The lesson here is that testing could never tell me what was wrong with my code. It could only demonstrate what is not wrong with it. And we cannot possibly conceive everything that might be wrong.
Straying from the Happy Path
There is a happy path through our code that performs all the requirements perfectly. But there are an infinite number of ways for things to go wrong.
Our unit tests will likely provide 100 percent coverage of the happy path. A good coverage analysis tool will even get us to exercise the catch blocks. Tests will likely verify all the things we were thinking about during development. But what about the unhappy paths through the code?
Murphy's law reminds us that off-happy-path conditions need to be accommodated. Of course, pursuing every possible (and impossible) off-happy-path condition can result in an overbuilt, overengineered solution. Comprehensive testing is an expensive prospect.
We have to strike a balance between Pollyanna and paranoia.

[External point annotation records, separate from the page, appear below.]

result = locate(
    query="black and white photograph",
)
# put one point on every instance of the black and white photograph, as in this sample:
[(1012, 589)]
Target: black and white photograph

Low-risk systems do not demand that we engineer too much paranoia into them. Then there are life-critical systems subject to hostile attack. For the latter, a great deal of paranoia is only fitting. You need to understand the risks and discuss them with your stakeholders to right-size the paranoia.
I seek Pareto distributions—the 80/20 situations where I get a lot more assurance from adding only a few more tests. One easy hack is to develop user stories where you put on a black hat and write a few malevolent user stories that we assert the system must thwart. "As a blackmailer, I want the browser history to ..."
Putting on different hats isn't always easy. The problem with blind spots is that we cannot see them. The ways our software malfunctions may require oddball perspectives.
The only thing worse than one engineer coding a test suite with blinders on is a committee applying groupthink to the same task. You want to assemble a tiger team of the most disagreeable people you can get. Set them to work proving that you are an idiot. I know it doesn’t sound like fun, but hopefully, your disagreeable people will propose test cases that you hadn't considered because they lay within your blind spots.
Let Testing Prove You Wrong
When something hurts, we pull back and flinch. We avoid that pain afterward. It's a sad fact of human nature that when we find a really painful bug, we avoid whatever we did to cause the pain. I've watched testers do stuff to my systems and cringed, thinking, "Don't do that, it'll break ... Oh."
I've caught myself feeling this way too many times. This is only reasonable, but it's an ineffective way to flush out bugs. A good thing about automating unit tests and writing them before your production code is that this separates you from the pain.
Because every software error is different, we need diverse tests cases for handling errors. The worst thing that broken software can do is blithely proceed as if nothing is wrong. Almost as bad is the error message "An error has occurred" with no indication of why. Error messages must point the finger of blame to where things went wrong. When I reject your bad input data, I owe you an explanation of what made it bad, and I owe you a hint about how to fix it.
If you agree with the last paragraph, then you need test cases that present bogus inputs and assert that they raise exceptions.
Each distinct thing we do to make the input bogus should correspond to a unit test asserting the code under test generates an error message that identifies the badness we injected. This can be troublesome because we cannot anticipate everything. The best we can do is anticipate the most common potential errors. Pareto is our friend.
Or suppose our code depends on external systems that it talks to asynchronously. Do we have tests when these externalities let us down at the worst possible moment? Have we thought about what those worst possible moments might be? Do we know disagreeable people who think this way and can suggest test cases?
We might not like engaging with disagreeable people, writing hard-to-implement tests, or adding tests whose value we fail to understand. But that pain is a lot less than the pain we'll feel when an end-user reports an issue with our systems long after they have been deployed.
As we face these things we dislike, we can replace our false confidence with true assurance.